March 16, 2025 – April 27, 2025

The Art of Baking with Meryl Bakery

Jessica Spivey opened Meryl Bakery in Stonington’s Velvet Mill in October 2024. Prior to Meryl Bakery, Jessica was the Pastry Chef at Mystic’s award-winning Oyster Club and Port of Call where she earned a nomination for Best Pastry Chef by the Connecticut Restaurant Association in 2024. At Meryl Bakery, which has quickly become a Stonington sensation, Jess uses local and seasonal ingredients to produce naturally leavened products made by hand with care.

In these hands-on classes, Jess will welcome you into her kitchen and teach you to work with sourdough, bake with whole grains, and create gluten-free bakes.

Classes will meet at Meryl Bakery in the historic Stonington Velvet Mill, 22 Bayview Ave, suite 75, Stonington, CT 06378.

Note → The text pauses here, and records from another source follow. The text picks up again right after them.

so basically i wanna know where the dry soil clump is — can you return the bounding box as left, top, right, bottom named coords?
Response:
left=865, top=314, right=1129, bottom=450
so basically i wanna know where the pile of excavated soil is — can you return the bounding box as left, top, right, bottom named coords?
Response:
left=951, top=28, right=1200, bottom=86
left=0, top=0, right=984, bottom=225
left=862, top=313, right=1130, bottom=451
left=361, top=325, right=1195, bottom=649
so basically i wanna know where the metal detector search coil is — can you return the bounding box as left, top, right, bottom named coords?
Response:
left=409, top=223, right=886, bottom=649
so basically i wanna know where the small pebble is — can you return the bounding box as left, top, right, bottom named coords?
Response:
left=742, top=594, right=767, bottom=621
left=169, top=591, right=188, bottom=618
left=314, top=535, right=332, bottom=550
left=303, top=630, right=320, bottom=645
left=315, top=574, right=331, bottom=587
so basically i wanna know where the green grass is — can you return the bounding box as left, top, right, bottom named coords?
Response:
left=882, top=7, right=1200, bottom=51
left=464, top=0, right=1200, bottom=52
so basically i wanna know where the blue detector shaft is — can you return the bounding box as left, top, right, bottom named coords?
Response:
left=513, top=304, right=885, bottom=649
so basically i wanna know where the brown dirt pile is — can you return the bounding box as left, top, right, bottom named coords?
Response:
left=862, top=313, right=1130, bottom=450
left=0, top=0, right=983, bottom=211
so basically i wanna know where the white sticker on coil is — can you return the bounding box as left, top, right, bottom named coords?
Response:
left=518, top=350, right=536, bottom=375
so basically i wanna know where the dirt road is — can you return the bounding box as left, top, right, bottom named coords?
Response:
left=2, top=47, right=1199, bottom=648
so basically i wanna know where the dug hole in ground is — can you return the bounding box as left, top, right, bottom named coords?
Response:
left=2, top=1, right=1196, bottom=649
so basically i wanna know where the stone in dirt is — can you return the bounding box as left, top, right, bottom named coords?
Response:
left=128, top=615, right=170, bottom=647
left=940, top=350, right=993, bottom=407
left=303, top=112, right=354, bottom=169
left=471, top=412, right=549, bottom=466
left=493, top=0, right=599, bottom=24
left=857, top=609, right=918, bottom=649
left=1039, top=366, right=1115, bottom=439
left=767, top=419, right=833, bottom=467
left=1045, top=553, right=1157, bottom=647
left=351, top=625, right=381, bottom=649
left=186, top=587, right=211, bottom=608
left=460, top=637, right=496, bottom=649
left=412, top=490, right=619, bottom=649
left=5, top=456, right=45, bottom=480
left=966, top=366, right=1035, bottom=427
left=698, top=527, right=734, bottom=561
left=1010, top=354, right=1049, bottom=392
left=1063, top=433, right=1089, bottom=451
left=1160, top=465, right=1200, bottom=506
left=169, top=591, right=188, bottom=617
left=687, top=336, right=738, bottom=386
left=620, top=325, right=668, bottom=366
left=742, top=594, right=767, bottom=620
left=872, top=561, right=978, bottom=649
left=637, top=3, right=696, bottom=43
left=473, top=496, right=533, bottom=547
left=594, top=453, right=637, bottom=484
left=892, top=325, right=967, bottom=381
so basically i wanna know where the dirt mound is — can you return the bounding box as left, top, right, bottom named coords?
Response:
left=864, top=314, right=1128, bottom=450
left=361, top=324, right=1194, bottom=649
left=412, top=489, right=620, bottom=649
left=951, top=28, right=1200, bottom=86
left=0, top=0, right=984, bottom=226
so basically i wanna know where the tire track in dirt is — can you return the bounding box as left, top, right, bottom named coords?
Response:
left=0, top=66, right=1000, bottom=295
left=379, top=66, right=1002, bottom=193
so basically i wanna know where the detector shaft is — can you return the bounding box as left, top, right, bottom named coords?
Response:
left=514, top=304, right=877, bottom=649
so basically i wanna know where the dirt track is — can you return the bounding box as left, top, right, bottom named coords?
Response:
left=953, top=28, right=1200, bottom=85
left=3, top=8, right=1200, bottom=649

Each class in this series is $150. To register for the entire 3-class series, please visit our listing HERE.

Class Information:

Sourdough 101 on March 16th from 2PM - 5PM

Baking with Whole Grains on April 6th from 2PM - 5PM

Approachable Gluten Free on April 27th from 2PM - 5PM

Proceeds will allow Yellow Farmhouse to bring children from all over Connecticut to Stone Acres Farm to learn to cook with seasonal produce.

Send inquiries to [email protected].

Admission

$150 per class | $400 for entire 3-class series
Location The Velvet Mill

22 Bayview Ave
Suite 75
Stonington CT, 06378

Times
This 3-class series will take place on Sundays this spring: March 16th from 2PM - 5PM, April 6th from 2PM - 5PM, and April 27th from 2PM - 5PM.